La anomalía en cuestión es la siguiente: un avión de la ruta París-Nueva York con 243 pasajeros aterriza en marzo. En junio, el mismo avión con la misma tripulación vuelve a aterrizar. 243 personas tienen un doble que, con la salvedad de haber vivido tres meses menos que ellos, tienen los mismos recuerdos, miedos y pensamientos. La historia nos acerca a 10 de ellos, y el mosaico es riquísimo: un autor menor cuyo doble se suicidó en marzo después de publicar un libro que se volvió un éxito de ventas y ahora el doble lidia con la fama que siempre quiso pero que, técnicamente, no se forjó él mismo; un hombre que tiene la oportunidad de no atosigar a su amante esta vez y lograr que se quede con él; una abogada cuya doble está embarazada pero ella no, un exitoso asesino a sueldo obligado a seguir sus propias huellas, etc.
Se forma un grupo especial –científicos, gobierno, líderes religiosos– para desentrañar dos preguntas fundamentales: ¿cómo pasó esto? y ¿qué hacer al respecto? La primera pregunta sólo acepta teorías descabelladas: la realidad es una simulación, hay una especie de fotocopiadora divina, somos sólo un cableado hipertécnico de impulsos eléctricos y no hay nada que esté fuera de nuestro cerebro, es el inicio del Apocalipsis… Los dobles terminan conociéndose, y toda clase de preguntas filosóficas salen a flote: ¿existe el destino? ¿Cómo puedo saber que yo soy yo y no otro? Ninguna respuesta es satisfactoria y una científica lo resume bien: “Mientras la religión da una respuesta doctrinal y falsa, la filosofía ofrece una respuesta abstracta e inexacta”.
El leitmotif de esta novela es claro: la vida no tiene sentido, pero los humanos nos empeñamos en buscarlo porque somos máquinas de fabricar sentido. Otro personaje señala lo insoportable y patético que es esto: “Me niego a ser un programa. Si esa hipótesis es correcta, entonces vivimos una alegoría de la caverna, pero elevada a la enésima potencia.

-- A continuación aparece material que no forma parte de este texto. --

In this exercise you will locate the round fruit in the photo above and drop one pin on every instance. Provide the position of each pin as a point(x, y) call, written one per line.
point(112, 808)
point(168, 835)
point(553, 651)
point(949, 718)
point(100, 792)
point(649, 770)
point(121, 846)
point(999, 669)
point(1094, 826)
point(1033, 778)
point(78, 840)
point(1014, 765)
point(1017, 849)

Y eso es insoportable: que no podamos acceder más que a la superficie de lo real, sin esperanza alguna de alcanzar el conocimiento verdadero, pase; pero que encima esa superficie sea una ilusión, ya es para pegarse un tiro”.
El giro de tuerca en las últimas páginas de la novela es de lo mejor; desternillante y perfecto. Esta novela ganó el premio Goncourt el 2020, el más prestigioso de las letras francesas, y es el segundo Goncourt más exitoso, sólo después de El amante de Margarite Duras.